Who We Are
The name ThousandEyes was born from two big ideas: the power to see what’s not ordinarily possible, and the ability to collect intelligence from vantage points as diverse and global as the Internet. As organizations depend on cloud services, the Internet has become their defacto network connecting cloud applications to users. Our Internet and cloud intelligence platform is like a ‘Google maps of the Internet’, providing the only collectively powered view of digital experiences end-to-end. We enable our customers made up of the world’s largest and fastest-growing brands, to identify problems before they impact revenue, brand reputation, or employee productivity.

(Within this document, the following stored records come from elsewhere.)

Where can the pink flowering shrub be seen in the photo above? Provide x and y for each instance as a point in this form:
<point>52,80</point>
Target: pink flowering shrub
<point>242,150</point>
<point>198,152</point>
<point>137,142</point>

In August 2020, Cisco Systems completed the acquisition of ThousandEyes, which now forms the ThousandEyes Business Unit within Cisco’s Network Services Business Group, and is a foundational component of Cisco’s growing Observability business.
About The Role
This role is the Senior Site Reliability Engineering Manager for the Observability SRE team at ThousandEyes. The Observability team is responsible for providing a world class developer experience when they need to understand and observe platform behavior. In addition to visibility, this team drive visibility into action, relentlessly pursuing the goal of a platform that is resilient, fault tolerant, and self-healing.
What You'll Do
As a senior engineering manager leading the Observability team, you will be responsible for the design, development and operations of our internal observability platform. Working with a team of strong and mission focused engineers, you’ll bring a user-focused perspective to delivering observability as a platform for a team running the best observability platform in the industry.
Qualifications
Proven site reliability engineering management experience or experience delivering an internal developer platform focused on production operations, ideally managing 4+ engineers
Can provide strong technical vision for your team and ensure consistent delivery on objectives
Have experience formulating a team's technical strategy and roadmap; you've collaborated and partnered effectively with several other teams to execute on shared goals
5+ years of experience building and supporting missing critical services with focus on automation, observability, availability and performance
Experience building infrastructure and operating services in production environments which are required to have high availability and reliability
You have worked on large-scale distributed systems including multi-tiered architecture
Understand how to balance tactical needs with strategic growth and quality-based initiatives that can span multiple quarters
Preferred Qualifications
Cloud Native Observability via Kubernetes, Prometheus, OpenTelemetry, and other industry standard or CNCF technologies
Operated a cloud service at significant scale
Delivered an engineering-wide platform for service visibility
Owned incident response process, post-mortem practices, or service best practice standards
Cisco is an Affirmative Action and Equal Opportunity Employer and all qualified applicants will receive consideration for employment without regard to race, color, religion, gender, sexual orientation, national origin, genetic information, age, disability, veteran status, or any other legally protected basis.
Cisco will consider for employment, on a case by case basis, qualified applicants with arrest and conviction records.